For most of us, winter riding means maintaining your base through the off-season, possibly spending more time on the trainer, and maybe even preparing for a spring race. But it also means having to deal with dry, flaky, chapped, and cracked skin after outdoor rides in the cold.
Winter can wreak havoc on skin for many reasons. Low humidity levels tend to degrade the skin’s natural moisture barrier, which can lead to flaking and peeling, explains Dendy Engelman, M.D., dermatologist at Medical Dermatology and Cosmetic Surgery in New York City. “Dehydration is also more evident in winter, as well as factors like indoor heating and hot showers, which can dry out and disrupt the lipid layer of skin that locks in moisture,” she explains.
If you’re riding outside in chillier temps though, dry skin seems to be an even bigger issue, especially when you’re crushing higher cadence. “That’s because of something called wind chill factor,” explains Neal Schultz, M.D., dermatologist in New York City. Cycling increases the speed of the air that comes in contact with the skin and as a result, there’s greater evaporation than when you’re standing still.
Think of it like this: If you have a flood and your carpet gets wet, do you let it sit there and dry out or do you take fans and try to blow it dry? You’d use fans because they can speed up the air being directed at the carpet for better evaporation. “When you increase the speed of wind across skin, you get greater evaporation, which dries it out more, just as the fans do with carpet.”
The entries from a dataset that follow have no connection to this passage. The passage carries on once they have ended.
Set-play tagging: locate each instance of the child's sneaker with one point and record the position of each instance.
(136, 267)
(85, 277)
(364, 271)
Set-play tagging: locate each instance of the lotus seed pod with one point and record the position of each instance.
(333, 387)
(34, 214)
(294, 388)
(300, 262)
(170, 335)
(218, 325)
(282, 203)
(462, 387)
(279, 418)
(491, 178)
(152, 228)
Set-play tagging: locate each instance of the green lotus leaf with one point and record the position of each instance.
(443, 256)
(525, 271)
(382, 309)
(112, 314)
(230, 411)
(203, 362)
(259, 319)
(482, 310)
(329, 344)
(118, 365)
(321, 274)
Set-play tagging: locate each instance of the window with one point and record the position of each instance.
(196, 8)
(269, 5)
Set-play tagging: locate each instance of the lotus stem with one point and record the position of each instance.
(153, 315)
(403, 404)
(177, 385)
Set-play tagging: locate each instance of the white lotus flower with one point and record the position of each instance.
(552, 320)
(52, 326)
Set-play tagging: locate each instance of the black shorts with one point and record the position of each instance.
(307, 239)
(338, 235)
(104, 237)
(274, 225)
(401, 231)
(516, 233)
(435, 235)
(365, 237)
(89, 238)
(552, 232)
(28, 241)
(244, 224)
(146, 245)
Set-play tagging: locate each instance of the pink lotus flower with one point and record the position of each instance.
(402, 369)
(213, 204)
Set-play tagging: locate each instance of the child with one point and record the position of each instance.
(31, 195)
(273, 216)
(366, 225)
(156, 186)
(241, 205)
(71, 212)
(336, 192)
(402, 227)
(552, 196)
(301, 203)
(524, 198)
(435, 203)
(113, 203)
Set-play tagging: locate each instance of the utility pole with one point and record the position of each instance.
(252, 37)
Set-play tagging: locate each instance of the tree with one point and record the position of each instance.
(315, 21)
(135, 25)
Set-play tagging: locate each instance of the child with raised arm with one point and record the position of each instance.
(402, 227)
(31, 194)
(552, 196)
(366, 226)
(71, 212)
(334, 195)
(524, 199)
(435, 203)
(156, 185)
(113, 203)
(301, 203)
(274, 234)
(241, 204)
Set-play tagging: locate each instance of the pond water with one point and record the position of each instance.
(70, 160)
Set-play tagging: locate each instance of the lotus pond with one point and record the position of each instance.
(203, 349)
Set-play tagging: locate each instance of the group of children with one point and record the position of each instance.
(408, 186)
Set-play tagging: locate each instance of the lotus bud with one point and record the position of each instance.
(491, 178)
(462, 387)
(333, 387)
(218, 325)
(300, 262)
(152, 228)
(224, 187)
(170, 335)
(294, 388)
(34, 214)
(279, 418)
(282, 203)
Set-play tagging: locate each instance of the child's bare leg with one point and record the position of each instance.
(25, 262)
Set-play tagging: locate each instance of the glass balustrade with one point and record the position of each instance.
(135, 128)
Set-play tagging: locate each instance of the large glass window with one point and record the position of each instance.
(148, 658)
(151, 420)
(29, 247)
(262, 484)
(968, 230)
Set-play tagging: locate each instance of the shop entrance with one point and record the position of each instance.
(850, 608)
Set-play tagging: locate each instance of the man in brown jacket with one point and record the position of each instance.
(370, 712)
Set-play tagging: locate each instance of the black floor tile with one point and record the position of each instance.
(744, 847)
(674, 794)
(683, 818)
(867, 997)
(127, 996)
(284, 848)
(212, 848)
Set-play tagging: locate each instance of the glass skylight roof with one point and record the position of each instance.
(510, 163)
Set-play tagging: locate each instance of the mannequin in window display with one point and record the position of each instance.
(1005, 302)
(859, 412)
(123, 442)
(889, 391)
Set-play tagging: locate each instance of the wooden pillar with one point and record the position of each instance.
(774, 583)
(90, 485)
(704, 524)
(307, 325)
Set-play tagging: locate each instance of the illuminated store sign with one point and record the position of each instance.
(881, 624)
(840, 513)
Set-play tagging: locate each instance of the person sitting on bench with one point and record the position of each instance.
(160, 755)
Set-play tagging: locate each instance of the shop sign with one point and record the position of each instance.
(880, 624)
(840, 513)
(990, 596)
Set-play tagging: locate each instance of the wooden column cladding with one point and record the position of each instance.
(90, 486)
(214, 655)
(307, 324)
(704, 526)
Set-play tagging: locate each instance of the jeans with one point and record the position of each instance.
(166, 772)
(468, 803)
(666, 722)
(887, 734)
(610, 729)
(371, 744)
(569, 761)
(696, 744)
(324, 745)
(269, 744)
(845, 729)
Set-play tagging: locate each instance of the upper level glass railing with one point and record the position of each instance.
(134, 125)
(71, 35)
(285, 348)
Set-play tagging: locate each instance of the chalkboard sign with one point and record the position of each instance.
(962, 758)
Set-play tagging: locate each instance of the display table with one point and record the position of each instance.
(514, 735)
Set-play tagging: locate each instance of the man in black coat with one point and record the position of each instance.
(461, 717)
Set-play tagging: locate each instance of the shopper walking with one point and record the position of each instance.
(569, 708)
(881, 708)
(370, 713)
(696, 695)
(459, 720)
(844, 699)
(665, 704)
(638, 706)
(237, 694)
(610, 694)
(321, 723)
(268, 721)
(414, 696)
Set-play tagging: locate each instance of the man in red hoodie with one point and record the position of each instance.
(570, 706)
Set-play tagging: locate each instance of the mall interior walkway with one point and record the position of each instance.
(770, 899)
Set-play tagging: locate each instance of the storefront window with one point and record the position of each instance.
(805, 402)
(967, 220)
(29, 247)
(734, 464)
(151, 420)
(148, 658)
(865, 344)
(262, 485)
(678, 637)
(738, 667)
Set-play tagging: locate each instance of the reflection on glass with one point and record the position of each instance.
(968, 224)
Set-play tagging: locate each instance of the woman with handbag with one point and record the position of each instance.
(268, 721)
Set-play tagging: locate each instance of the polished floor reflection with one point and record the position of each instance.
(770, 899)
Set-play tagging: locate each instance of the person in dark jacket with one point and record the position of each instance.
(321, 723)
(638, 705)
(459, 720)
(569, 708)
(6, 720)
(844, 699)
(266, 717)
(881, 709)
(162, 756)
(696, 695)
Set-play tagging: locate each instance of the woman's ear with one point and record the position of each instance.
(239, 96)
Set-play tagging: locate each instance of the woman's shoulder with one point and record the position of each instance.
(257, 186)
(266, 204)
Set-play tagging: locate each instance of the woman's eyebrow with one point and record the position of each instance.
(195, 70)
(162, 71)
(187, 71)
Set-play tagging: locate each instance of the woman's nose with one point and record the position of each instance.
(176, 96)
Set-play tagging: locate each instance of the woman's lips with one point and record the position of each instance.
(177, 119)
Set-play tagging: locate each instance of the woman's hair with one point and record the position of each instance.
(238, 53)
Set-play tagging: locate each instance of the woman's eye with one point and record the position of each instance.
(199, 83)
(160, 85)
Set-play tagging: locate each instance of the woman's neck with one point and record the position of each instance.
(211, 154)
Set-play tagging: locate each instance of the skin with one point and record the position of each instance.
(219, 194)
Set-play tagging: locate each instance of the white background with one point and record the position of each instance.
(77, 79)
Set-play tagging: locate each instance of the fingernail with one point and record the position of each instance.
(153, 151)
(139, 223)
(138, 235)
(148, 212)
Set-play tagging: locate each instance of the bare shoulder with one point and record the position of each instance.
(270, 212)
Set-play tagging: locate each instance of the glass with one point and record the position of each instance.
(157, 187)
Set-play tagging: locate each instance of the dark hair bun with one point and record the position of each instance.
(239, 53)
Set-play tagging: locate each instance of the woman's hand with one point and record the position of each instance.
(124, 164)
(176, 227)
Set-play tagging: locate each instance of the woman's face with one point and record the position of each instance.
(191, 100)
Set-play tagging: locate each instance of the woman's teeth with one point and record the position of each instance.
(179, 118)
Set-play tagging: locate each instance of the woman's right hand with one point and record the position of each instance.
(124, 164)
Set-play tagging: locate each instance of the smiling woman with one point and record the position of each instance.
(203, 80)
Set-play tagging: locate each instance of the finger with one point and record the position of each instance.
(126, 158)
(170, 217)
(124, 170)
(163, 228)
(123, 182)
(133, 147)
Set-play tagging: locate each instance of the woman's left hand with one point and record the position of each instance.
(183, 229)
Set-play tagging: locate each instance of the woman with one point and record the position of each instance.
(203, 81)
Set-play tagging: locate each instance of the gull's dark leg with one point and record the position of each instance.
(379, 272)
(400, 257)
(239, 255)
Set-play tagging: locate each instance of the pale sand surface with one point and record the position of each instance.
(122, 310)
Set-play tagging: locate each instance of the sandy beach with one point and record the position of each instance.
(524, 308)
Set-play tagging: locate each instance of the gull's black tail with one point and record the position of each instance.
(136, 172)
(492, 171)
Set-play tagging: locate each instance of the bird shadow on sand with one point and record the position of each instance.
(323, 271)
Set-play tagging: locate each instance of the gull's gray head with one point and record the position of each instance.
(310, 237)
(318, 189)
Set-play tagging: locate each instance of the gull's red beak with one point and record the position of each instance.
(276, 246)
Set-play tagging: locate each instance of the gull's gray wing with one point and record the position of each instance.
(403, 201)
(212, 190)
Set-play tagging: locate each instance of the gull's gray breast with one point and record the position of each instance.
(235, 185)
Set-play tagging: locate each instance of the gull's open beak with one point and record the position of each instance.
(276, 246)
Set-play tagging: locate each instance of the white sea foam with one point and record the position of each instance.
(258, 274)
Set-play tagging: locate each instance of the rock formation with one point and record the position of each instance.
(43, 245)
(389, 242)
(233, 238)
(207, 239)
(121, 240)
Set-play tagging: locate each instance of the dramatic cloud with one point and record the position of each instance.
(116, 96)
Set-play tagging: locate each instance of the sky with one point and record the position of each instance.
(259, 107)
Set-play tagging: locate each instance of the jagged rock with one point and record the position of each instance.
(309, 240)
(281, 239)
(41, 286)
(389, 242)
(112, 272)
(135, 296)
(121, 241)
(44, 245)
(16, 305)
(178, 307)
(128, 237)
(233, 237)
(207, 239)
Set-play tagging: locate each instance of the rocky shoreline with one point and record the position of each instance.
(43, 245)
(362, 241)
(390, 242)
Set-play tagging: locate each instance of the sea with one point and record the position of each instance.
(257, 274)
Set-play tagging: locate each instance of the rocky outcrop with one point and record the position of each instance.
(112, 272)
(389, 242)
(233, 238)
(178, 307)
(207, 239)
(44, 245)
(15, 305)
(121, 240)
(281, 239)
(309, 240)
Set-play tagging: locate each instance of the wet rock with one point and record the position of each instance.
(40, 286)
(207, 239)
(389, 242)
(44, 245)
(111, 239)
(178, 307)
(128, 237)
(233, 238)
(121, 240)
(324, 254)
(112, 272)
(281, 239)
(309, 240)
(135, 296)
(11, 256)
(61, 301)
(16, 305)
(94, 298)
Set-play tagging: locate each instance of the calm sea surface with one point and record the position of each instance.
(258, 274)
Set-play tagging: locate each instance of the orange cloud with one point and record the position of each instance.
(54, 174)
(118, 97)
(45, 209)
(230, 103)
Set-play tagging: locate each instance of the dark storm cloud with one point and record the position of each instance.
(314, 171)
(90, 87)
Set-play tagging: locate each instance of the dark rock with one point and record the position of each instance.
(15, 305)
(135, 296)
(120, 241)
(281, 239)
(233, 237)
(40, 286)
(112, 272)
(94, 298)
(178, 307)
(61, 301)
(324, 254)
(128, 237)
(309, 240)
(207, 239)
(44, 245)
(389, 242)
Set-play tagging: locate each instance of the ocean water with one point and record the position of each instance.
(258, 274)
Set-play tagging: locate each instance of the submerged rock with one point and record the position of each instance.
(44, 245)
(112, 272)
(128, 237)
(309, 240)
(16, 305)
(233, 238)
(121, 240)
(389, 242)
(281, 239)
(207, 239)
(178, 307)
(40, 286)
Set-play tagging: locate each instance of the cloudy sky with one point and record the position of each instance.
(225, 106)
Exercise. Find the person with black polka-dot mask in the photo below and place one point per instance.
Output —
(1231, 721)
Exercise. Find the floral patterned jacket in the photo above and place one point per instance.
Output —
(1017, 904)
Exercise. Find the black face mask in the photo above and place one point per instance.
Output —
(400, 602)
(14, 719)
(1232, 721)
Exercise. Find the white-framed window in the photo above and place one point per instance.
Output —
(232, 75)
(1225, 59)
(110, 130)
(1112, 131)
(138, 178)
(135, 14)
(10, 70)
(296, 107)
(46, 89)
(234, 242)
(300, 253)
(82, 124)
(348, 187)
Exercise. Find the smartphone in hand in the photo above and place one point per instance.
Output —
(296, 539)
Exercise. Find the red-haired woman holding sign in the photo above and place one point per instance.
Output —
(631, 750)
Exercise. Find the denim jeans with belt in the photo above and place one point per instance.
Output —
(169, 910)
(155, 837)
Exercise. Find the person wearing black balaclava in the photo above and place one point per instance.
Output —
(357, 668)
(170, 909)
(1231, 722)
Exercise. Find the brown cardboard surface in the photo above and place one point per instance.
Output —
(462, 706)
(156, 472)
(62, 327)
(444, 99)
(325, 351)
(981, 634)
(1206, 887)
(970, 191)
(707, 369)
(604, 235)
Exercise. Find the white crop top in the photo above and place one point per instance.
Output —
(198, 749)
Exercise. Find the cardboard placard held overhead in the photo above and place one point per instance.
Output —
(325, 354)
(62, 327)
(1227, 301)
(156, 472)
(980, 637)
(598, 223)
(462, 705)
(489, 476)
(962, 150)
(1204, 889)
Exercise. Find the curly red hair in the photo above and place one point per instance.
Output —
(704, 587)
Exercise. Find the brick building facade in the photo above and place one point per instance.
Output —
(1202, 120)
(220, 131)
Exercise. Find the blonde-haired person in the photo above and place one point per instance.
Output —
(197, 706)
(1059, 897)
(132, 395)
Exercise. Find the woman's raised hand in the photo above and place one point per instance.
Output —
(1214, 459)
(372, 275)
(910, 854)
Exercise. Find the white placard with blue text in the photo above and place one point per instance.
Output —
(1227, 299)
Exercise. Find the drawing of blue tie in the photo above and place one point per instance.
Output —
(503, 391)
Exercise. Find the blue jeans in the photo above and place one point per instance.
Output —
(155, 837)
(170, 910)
But all that doesn’t mean you have to stay indoors or slow down. The best way to protect your skin is a good defense in the form of a moisturizer that shields your skin from the wind before it even starts to chap.
You might think a face lotion is just a face lotion, and that all moisturizers are created equal, but there are three main types of moisturizers to consider: emollients, occlusives, and humectants.
Emollients help soften and smooth the skin. “So in terms of ingredients, we look for products that contain Shea butter, cocoa butter, or oils,” says Engelman. These are key ingredients when it comes to softening and protecting the skin from the elements.
Humectants are ingredients or products that retain moisture. “Humectants can absorb up to 1,000 times their weight in water, so for example, hyaluronic acid would be a humectant,” explains Engelman. Other humectants are glycerin and alpha hydroxy acids. Humectants are some of the best products for dry skin protection.
Occlusives block external factors and lock moisture in. “These are an armor type of barrier, absolutely and completely protecting the skin from the wind,” explains Schultz. These are ingredients or products such as lanolin, Aquaphor, and mineral oil. “However, these products tend to be greasy and not as much fun to wear. And it’s not a great idea to wear these if you’re sweating, because they will hold in the sweat and possibly cause clogged pores.” Occlusives are best to be used on lips or even nipples when riding, places that don’t sweat but still need protection.
How to Apply Your Moisturizer
While it may seem counterintuitive, it’s still important to exfoliate your skin before putting on moisturizer prior to exercise. “A buildup of dry skin can create a barrier that prevents your skin from absorbing hydration, moisture, and nutrients,” explains Engelman. She suggests using a gentle facial cleanser that contains glycolic acid to help safely remove that barrier.
Exfoliation should be followed by SPF. “You don’t want your sunscreen to be the wind protectant,” explains Schultz. “You want it to do what it’s supposed to do and protect you from the sun. Don’t try to get double protection out of it.” He suggests a light sunscreen as to not clog pores.
Finally, a moisturizer should be applied as the last layer of defense against the cold and wind.
Things don’t always go according to plan, and you may end up with dry skin or windburn postride. If you get windburn, you want to use milk and water compresses on it, suggests Schultz. “Both take the fire out. The protein in milk is a great buffer to restore the pH, and it will feel good against the skin,” he says. “Then, apply an over-the-counter ointment, not cream like cortisone, which can help with inflammation.”